A challenging question the poem dares to ask

If the speaker can bless the new assembly room—be ye happy!—and also bless the mountains as the gift that kept him pure in heart, what happens to everyone whose lives are formed among the buildings that perk’d and flar’d? Is the poem offering a path, or quietly admitting that a certain kind of soul depends on having had a grey stone, an old dame, and a lake at dusk?

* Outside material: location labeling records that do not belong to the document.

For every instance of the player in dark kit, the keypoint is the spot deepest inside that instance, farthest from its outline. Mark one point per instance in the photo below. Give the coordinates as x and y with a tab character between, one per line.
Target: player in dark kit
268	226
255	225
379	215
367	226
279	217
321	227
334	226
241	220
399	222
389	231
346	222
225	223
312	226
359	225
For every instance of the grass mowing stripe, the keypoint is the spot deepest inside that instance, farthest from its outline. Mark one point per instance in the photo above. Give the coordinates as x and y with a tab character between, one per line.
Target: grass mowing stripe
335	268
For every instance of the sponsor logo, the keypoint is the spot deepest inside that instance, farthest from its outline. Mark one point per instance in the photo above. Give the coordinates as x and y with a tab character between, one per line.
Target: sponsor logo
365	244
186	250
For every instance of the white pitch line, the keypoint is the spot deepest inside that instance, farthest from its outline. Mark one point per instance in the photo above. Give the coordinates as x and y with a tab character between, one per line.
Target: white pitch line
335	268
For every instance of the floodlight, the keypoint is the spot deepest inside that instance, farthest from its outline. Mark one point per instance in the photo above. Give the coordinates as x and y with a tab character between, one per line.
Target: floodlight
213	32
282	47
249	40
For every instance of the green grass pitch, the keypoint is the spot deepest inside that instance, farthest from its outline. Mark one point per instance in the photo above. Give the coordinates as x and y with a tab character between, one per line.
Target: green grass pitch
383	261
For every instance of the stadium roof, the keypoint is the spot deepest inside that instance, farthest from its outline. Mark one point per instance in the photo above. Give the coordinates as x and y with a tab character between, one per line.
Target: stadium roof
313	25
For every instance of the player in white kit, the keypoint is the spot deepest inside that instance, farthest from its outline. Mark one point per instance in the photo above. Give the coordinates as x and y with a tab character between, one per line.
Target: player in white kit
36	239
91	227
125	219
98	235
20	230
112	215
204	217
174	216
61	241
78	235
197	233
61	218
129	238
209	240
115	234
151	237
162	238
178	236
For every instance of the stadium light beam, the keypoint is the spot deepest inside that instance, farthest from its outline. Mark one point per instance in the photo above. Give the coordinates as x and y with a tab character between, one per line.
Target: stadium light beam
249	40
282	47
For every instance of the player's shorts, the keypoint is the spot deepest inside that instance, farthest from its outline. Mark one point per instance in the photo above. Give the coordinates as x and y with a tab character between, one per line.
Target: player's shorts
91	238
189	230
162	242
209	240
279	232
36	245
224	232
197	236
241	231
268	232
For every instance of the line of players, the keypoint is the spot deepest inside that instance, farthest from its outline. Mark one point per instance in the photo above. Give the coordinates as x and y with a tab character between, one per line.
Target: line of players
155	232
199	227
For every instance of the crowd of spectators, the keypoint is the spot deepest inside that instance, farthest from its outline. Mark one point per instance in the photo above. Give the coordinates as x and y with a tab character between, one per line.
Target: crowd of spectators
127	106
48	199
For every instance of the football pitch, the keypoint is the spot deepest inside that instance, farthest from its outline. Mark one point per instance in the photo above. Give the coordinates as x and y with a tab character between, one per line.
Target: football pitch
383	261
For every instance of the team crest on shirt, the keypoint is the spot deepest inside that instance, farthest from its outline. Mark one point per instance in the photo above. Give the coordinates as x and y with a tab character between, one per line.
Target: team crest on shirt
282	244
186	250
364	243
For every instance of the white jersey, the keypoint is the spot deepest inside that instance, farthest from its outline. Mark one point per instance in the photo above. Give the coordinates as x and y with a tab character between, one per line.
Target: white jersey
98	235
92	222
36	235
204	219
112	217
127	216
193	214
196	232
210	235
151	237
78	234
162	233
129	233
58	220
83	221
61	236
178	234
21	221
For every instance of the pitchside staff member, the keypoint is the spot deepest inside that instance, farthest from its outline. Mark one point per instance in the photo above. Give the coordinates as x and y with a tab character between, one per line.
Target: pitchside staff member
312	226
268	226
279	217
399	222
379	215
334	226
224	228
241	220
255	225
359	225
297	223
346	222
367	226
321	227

“One life” as gratitude and defiance

The poem culminates in a faith that is both mystical and practical: he feels the sentiment of Being spread over what moves and what seems still, over birds, waves, and mighty depth of waters, until he can say, in all things / I saw one life. But this is not a private ecstasy sealed off from history. Near the end, the tone darkens into public anxiety—times of fear, a melancholy waste, good men falling into selfishness masked as peace and domestic love. Against that climate, his devotion to Nature becomes a kind of moral resistance: a never-failing principle of joy for an uneasy heart, and a reason not to despair of human nature. The address to the Friend—raised in the great City but arriving at the same bourne—closes the circle: this is memory offered not as nostalgia, but as fellowship, a way of speaking past the insinuated scoff and recovering a language where beauty and love can still show on the face.